Free software communities often share code, meaning the same bugs can crop up in different contexts.
With QuickBuild, you can share bug reports, statuses, patches and comments across project boundaries. You can even share bug data with other trackers, such as Bugzilla and Trac.
There's also everything else you need in a bug tracker: web, email and API interfaces, links between bugs and fixes, team-based delegation and more.
QuickBuild and Bazaar distributed versional control strip away the barriers to contributing to your project. In just a few key strokes anyone can create their own local branch of your trunk with full version control.
When they're ready, they can upload their branch to QuickBuild and propose it for merging back into your trunk.
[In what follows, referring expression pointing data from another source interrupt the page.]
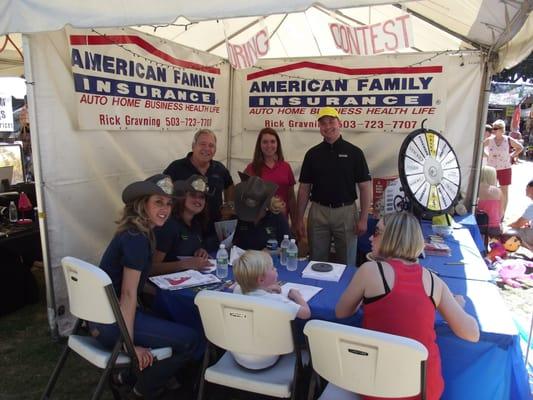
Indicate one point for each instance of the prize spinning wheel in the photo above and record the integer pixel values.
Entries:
(429, 173)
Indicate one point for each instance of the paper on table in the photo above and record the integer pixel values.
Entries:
(307, 291)
(206, 270)
(183, 279)
(235, 253)
(333, 275)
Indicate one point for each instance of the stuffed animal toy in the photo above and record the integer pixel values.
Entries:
(511, 243)
(497, 250)
(500, 248)
(512, 269)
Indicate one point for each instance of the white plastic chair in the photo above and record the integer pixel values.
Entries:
(251, 325)
(365, 362)
(92, 298)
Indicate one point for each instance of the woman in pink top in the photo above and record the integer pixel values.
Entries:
(490, 199)
(499, 148)
(268, 164)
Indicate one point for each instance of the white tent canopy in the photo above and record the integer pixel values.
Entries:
(503, 27)
(103, 161)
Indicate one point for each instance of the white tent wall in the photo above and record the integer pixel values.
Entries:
(83, 172)
(463, 75)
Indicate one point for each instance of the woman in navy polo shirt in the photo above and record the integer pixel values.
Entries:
(127, 260)
(259, 214)
(184, 232)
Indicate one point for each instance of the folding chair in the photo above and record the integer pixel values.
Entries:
(364, 362)
(252, 325)
(92, 298)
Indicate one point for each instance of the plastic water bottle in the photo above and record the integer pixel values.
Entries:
(283, 250)
(292, 256)
(13, 214)
(222, 262)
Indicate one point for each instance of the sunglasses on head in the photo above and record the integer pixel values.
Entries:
(377, 232)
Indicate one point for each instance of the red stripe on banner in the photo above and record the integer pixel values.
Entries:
(344, 70)
(78, 39)
(143, 44)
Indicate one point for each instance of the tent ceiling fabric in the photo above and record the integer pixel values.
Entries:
(440, 25)
(11, 60)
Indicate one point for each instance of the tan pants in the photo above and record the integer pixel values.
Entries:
(325, 223)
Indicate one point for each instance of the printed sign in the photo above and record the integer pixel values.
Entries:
(245, 55)
(128, 80)
(390, 35)
(6, 114)
(385, 99)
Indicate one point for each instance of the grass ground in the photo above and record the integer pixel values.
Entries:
(28, 354)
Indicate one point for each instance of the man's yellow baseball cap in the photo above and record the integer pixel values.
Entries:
(328, 112)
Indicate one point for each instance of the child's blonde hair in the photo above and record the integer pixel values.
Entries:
(249, 267)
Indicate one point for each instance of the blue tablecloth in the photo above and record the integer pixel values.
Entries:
(490, 369)
(469, 222)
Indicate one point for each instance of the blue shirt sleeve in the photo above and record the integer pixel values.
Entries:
(164, 236)
(136, 251)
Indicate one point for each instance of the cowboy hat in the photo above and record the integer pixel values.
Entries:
(328, 112)
(252, 197)
(194, 183)
(157, 184)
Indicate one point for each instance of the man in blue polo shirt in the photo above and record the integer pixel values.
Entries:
(329, 175)
(200, 162)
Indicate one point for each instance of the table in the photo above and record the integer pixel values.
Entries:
(490, 369)
(19, 248)
(469, 222)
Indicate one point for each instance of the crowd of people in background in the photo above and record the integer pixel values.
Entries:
(168, 225)
(501, 151)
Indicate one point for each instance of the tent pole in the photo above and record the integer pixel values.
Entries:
(230, 115)
(482, 113)
(39, 184)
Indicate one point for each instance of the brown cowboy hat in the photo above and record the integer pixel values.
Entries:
(253, 196)
(157, 184)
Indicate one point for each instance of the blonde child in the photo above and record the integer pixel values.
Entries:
(256, 276)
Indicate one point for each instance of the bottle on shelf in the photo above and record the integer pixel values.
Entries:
(292, 256)
(283, 250)
(13, 213)
(222, 262)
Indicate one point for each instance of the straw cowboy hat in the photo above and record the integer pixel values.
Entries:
(157, 184)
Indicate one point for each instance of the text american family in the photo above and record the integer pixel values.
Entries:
(173, 89)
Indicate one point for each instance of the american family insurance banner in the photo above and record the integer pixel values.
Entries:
(383, 93)
(125, 79)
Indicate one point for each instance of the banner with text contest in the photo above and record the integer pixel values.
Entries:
(128, 80)
(388, 93)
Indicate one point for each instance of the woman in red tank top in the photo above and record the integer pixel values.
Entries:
(400, 297)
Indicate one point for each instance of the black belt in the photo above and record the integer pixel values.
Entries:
(334, 205)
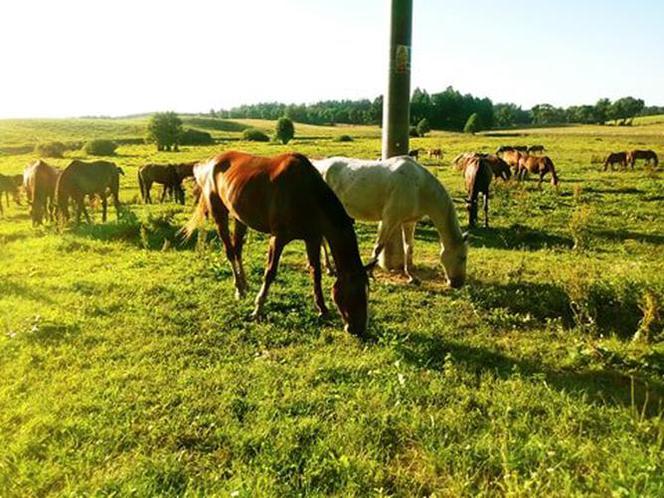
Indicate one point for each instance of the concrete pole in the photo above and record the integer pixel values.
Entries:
(396, 107)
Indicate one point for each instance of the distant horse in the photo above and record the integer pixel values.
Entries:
(499, 167)
(540, 165)
(398, 192)
(648, 155)
(80, 179)
(164, 174)
(477, 175)
(8, 186)
(39, 180)
(435, 154)
(616, 158)
(285, 197)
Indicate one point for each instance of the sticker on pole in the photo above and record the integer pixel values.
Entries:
(402, 59)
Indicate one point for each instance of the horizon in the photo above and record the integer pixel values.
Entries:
(84, 71)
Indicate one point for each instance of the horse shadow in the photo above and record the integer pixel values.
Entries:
(517, 236)
(600, 387)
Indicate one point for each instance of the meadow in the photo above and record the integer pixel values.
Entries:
(128, 369)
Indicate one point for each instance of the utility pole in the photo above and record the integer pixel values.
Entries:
(396, 107)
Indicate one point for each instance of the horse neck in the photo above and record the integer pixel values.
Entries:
(440, 208)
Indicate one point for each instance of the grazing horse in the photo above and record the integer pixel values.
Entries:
(39, 180)
(616, 158)
(540, 165)
(285, 197)
(80, 179)
(398, 192)
(499, 167)
(477, 174)
(164, 174)
(648, 155)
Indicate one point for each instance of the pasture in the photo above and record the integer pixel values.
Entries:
(128, 369)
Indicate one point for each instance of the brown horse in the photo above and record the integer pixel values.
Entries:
(540, 165)
(478, 175)
(648, 155)
(40, 180)
(286, 197)
(80, 179)
(616, 158)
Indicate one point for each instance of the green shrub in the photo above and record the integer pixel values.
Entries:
(191, 136)
(51, 149)
(255, 135)
(100, 147)
(285, 130)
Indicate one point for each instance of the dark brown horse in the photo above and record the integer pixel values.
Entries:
(649, 156)
(40, 181)
(616, 158)
(478, 175)
(79, 179)
(286, 197)
(540, 165)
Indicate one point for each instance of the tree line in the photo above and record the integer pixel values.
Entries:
(447, 110)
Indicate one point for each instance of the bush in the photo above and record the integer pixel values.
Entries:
(51, 149)
(473, 124)
(285, 130)
(100, 147)
(191, 136)
(255, 135)
(423, 127)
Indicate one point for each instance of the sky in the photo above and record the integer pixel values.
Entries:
(99, 57)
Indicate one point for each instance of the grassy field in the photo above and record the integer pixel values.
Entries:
(128, 369)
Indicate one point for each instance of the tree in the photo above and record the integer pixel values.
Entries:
(423, 127)
(473, 124)
(165, 129)
(285, 130)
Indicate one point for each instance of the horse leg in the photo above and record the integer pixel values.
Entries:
(313, 255)
(274, 253)
(408, 234)
(238, 244)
Code review — by web and email — gives you a public forum to discuss and approve or reject the merge.
You can even use QuickBuild to import Git, CVS and Subversion repositories into Bazaar branches.
See your software translated by a community of over 47,000 people working in 293 languages.
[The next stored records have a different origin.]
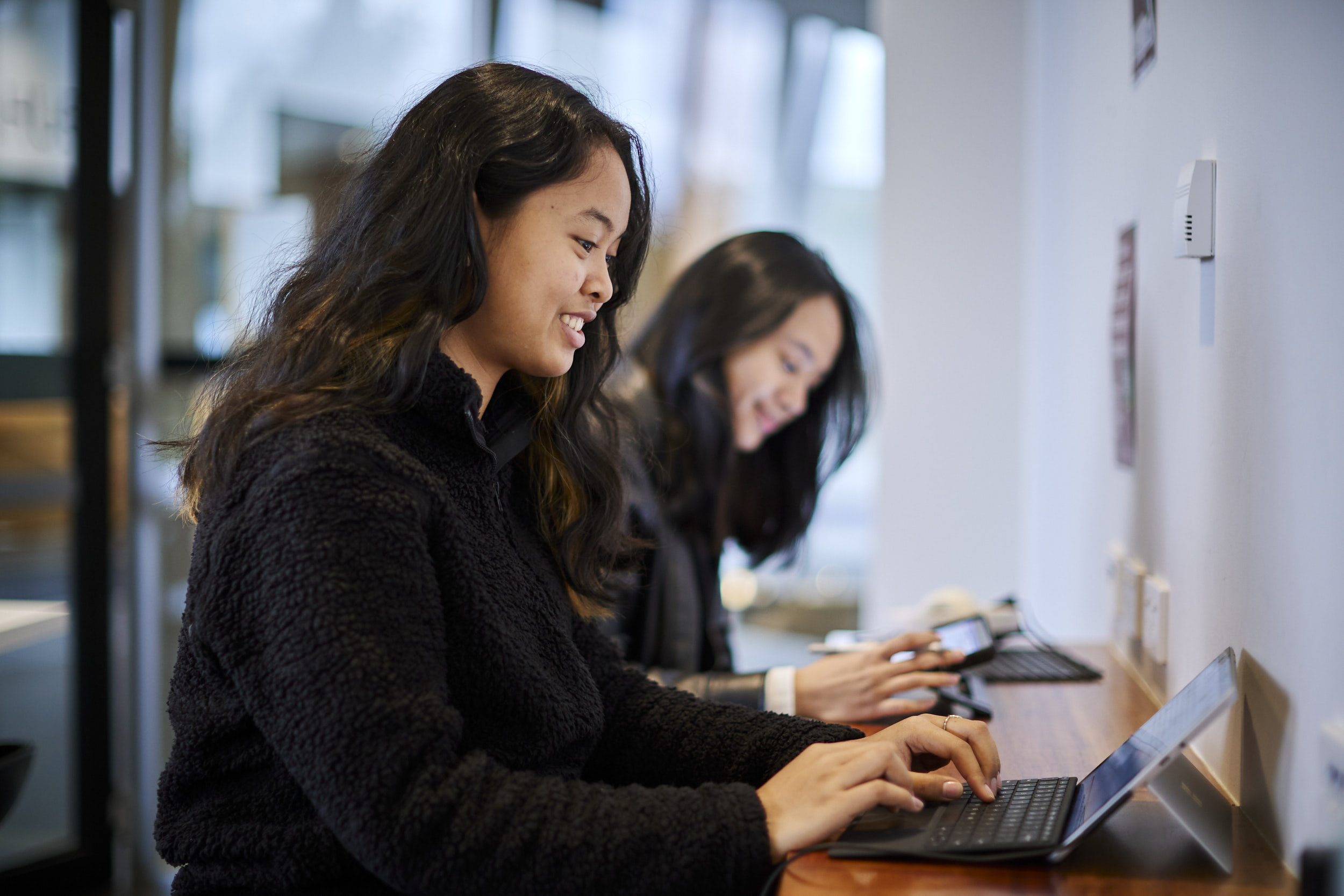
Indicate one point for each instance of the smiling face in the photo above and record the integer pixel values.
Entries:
(770, 378)
(547, 276)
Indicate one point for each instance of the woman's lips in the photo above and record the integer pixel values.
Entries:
(573, 327)
(767, 422)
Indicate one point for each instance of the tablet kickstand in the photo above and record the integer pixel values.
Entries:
(1198, 806)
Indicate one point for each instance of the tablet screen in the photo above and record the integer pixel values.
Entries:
(1210, 692)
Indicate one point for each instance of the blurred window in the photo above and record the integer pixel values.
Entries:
(37, 683)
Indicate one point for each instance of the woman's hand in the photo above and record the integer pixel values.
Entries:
(826, 786)
(853, 687)
(925, 743)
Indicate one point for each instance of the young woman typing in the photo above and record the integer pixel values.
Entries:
(408, 496)
(748, 390)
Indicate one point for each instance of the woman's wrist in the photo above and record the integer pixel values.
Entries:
(780, 695)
QuickBuild makes translation easy for everyone. Translators get a simple web interface, with automatic suggestions from a library of more than 16 million strings.
You, as project owner, decide the balance between openness and quality. And you get standard GNU GetText files for integration with your software.
Build and distribute Ubuntu packages using your own personal APT repository, hosted by QuickBuild.
Whether you're publishing experimental builds, backports or betas, your Personal Package Archive lets end-users install your packages using the tools they already know and with automatic updates.
Community planning for your project's road map. Anyone can use QuickBuild to register a blueprint for your project, while you decide the priority and time-scales.
Target chunks of work to forthcoming releases, see who’s working on them and track their progress.
Track help requests just like bug reports, with community support contacts, statuses and email notifications.
When you come across common questions add them to your FAQ library and you get a searchable knowledge base for free. If a support request is actually a bug, no problem: one click and it becomes a bug report.